Speaker: Professor Niv Ahituv, Tel Aviv University, Israel
Title: Introducing Data Science into Every
Academic Discipline, and Building an Undergraduate Program in Data Science
Abstract: The contemporary environment of a digital
world has engendered a new academic discipline of Data Science (DS), mainly
because of the need to cope with huge and diversified data -- Big Data. In
parallel, there has been a rapid progress in the development of technologies
that enable to identify patterns, to filter big data, and to provide relevant interpretation
to data, due to deep learning and sophisticated inference techniques. In
addition to becoming a full scale discipline, DS must be introduced into every
academic field, ranging from Humanities via Social Sciences, Law, Management,
and up to Life Sciences, Medicine, Engineering and more. In fact, every student
commencing an academic program should have some fundamental savvy in DS,
similar to mastering basic knowledge in English or Math.
The Israeli National Academy of Sciences and Humanities
(hereafter – the Academy) has formed an ad-hoc committee whose mission is to
suggest how to build a course that introduces DS campus wide.

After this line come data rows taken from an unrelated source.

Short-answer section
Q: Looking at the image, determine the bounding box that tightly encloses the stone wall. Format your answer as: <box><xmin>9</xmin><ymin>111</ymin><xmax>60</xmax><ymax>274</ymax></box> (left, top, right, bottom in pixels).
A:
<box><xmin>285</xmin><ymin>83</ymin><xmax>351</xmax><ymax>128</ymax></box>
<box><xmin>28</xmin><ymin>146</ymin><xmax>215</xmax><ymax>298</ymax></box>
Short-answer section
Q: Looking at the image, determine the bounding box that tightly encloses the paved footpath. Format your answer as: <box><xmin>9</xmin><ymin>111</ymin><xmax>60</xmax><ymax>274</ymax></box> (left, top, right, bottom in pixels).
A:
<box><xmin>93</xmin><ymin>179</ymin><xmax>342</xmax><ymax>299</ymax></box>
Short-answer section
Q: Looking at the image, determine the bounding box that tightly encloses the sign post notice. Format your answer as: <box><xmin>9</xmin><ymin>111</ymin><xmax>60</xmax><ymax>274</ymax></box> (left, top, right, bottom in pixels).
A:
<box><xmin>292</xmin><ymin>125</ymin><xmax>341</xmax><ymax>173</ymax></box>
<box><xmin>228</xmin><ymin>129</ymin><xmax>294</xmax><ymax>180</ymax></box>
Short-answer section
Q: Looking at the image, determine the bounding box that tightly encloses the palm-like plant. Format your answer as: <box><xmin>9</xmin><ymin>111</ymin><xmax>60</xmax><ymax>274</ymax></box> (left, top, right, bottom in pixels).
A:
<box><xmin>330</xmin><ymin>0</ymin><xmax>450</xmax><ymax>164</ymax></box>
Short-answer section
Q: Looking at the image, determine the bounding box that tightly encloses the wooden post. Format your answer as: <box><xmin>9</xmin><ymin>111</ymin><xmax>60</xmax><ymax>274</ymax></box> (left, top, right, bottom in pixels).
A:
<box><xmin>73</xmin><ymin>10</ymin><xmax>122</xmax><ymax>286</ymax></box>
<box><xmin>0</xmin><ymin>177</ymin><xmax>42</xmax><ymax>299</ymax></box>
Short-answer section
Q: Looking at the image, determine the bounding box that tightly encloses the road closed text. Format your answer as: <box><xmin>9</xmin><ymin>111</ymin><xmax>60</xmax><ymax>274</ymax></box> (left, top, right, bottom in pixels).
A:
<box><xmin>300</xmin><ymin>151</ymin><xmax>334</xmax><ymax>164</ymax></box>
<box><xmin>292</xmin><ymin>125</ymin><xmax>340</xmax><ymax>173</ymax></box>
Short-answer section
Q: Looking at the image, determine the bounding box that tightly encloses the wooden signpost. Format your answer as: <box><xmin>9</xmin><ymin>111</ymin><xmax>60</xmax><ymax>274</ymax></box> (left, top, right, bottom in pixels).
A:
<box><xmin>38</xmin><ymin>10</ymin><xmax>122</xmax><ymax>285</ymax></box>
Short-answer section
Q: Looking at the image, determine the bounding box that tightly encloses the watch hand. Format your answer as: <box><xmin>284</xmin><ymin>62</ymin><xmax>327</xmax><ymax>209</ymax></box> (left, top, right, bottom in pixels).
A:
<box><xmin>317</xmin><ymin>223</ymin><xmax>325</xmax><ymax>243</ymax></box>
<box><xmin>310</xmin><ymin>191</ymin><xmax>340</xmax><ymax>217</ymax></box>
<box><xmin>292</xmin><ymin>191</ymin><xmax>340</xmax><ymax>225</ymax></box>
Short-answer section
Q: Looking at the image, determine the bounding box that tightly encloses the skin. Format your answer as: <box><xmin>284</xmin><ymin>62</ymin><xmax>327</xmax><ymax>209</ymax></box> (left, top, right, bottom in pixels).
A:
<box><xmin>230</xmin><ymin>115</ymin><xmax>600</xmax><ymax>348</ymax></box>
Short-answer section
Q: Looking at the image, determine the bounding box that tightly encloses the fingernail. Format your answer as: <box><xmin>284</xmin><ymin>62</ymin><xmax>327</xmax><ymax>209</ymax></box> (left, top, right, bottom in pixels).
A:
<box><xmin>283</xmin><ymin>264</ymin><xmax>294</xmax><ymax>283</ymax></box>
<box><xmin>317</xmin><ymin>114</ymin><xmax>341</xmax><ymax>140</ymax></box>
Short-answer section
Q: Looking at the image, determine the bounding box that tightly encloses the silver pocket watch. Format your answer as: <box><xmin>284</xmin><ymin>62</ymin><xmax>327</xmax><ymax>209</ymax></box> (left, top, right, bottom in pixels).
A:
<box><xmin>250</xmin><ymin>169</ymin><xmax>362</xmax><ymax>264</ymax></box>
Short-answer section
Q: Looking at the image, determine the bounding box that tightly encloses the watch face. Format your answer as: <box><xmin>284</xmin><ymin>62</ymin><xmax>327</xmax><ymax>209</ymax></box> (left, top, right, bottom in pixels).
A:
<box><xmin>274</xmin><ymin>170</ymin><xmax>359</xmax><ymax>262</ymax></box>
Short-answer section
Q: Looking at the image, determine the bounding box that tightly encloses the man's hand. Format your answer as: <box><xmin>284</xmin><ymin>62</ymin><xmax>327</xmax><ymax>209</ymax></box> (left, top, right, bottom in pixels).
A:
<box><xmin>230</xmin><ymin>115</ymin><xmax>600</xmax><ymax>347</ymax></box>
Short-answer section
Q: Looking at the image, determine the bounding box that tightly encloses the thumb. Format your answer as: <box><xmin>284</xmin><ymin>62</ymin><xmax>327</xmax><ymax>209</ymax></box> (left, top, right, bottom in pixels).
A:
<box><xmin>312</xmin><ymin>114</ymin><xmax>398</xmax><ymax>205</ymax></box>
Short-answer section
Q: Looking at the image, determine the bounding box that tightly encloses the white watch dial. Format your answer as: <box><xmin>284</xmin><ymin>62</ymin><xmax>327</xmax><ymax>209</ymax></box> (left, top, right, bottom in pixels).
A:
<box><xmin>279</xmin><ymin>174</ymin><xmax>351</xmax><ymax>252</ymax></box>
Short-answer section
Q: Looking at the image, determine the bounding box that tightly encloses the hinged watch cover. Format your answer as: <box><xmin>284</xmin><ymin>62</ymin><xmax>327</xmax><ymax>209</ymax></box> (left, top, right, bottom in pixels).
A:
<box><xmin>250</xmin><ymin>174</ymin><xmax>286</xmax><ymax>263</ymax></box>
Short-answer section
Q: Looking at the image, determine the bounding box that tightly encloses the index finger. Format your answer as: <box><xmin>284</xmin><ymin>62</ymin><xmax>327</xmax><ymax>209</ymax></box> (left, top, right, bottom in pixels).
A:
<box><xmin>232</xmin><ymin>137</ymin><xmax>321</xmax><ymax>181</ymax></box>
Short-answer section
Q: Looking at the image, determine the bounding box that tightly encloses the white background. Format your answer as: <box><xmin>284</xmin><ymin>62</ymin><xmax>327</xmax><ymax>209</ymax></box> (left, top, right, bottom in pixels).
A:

The course should
be tuned to each academic discipline, and should be mandatory. In parallel, The
Council for Higher Education (MALAG) has formed a committee whose task is to
define the subjects and courses to be offered in an undergraduate program of
DS.
Prof. Niv Ahituv is a member of the Committee of the
Academy, which is close to making its recommendations. He also deals with
delineating an undergraduate program. He is also the Chairperson of a special
committee of the Ministry of Education of Israel that develops a concentration
program for grades 10 to 12 in high schools entitled “Identifying and Retrieval
of Digital Information”.
The basic model of DS is the Data Cycle, which looks as
following[1]:
This is a generic model which holds for any decision making
problem, be it an academic research, a business decision problem, a personal
choice, or a public sector decision. Each step in the Cycle requires different
tools and approaches. The talk presents a prototype of an undergraduate program
in DS, as well as a suggestion for a campus-wide mandatory course.
[1] Niv Ahituv, What Should be Taught in an Academic Program of Data
Sciences?, Digital Presentation and Preservation of Cultural and Scientific Heritage.
Conference Proceedings. Vol. 9, Sofia, Bulgaria: Institute of Mathematics and
Informatics – BAS, 2019. ISSN: 1314-4006, eISSN: 2535-0366
Bio: Professor Niv Ahituv is a Professor Emeritus of Tel Aviv
University (TAU). He retired in 2011 after serving for 30 years in TAU. In
addition to being a researcher and lecturer in TAU, he served in the following positions:
2003 to 2011 – Founder and Director of the Institute for Internet
Studies; 2009 to 2012 – Director of the Institute of Business Research;
1999 to 2002 – Vice President and Director General (CEO) of TAU; 1989 to
1994 – Dean of the Faculty of Management.
From 2006 to 2008, he was a team member in a research
project for the EU on e-Government for Low Socioeconomic groups (ELOST). From
2010 to 2014, he was a member of a research consortium of the project PRACTIS
(Privacy - Appraising challenges to Technologies and Ethics) supported by the
EU.
He has published several books, chapters in book, and
numerous articles. In a worldwide ranking of scientific publications in
Information Systems published from 1985 to 1990, Professor Ahituv came out in
third place.
He holds degrees of B.Sc. in Mathematics, MBA, and
M.Sc. and Ph.D. (1979) in Information Systems Management.